Mann’s new digital shooting style deglamorises by removing the sheen we expect from film. Mesrine by contrast opts for a very filmic sheen and, as well as 1970s split-screens, a number of dazzlingly ornate camera movements such as the spinning away sequence in solitary confinement in Quebec and the extravagant car-mounted camera for the spectacular car-crash shot in Paris.
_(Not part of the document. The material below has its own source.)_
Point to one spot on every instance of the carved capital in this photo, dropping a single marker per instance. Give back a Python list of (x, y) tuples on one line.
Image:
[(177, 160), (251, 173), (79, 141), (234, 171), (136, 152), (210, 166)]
Mann’s down and dirty digital style renders the savage gun-battles with thundering immediacy, and impressively makes them feel totally different to his own previous personal best Heat’s epic shoot-out on the streets of LA, but ‘authenticity’ is not always desirable – too often it feels like it was shot in Mann’s back-yard with a camcorder while Mesrine was shot on soundstages and locations with heinously expensive equipment.

Mesrine is almost a Hollywood production filtered through a French sensibility, full of bravura film-making. Public Enemies in its more suspenseful sequences of surveillance and engagement matches it, but Mann’s emphasis on gritty 1930s visuals rather than his characters or his history mean that while both films are flawed Mesrine’s melding of influences is more interesting and successful, and in the end it is just more fun…and that was unexpected.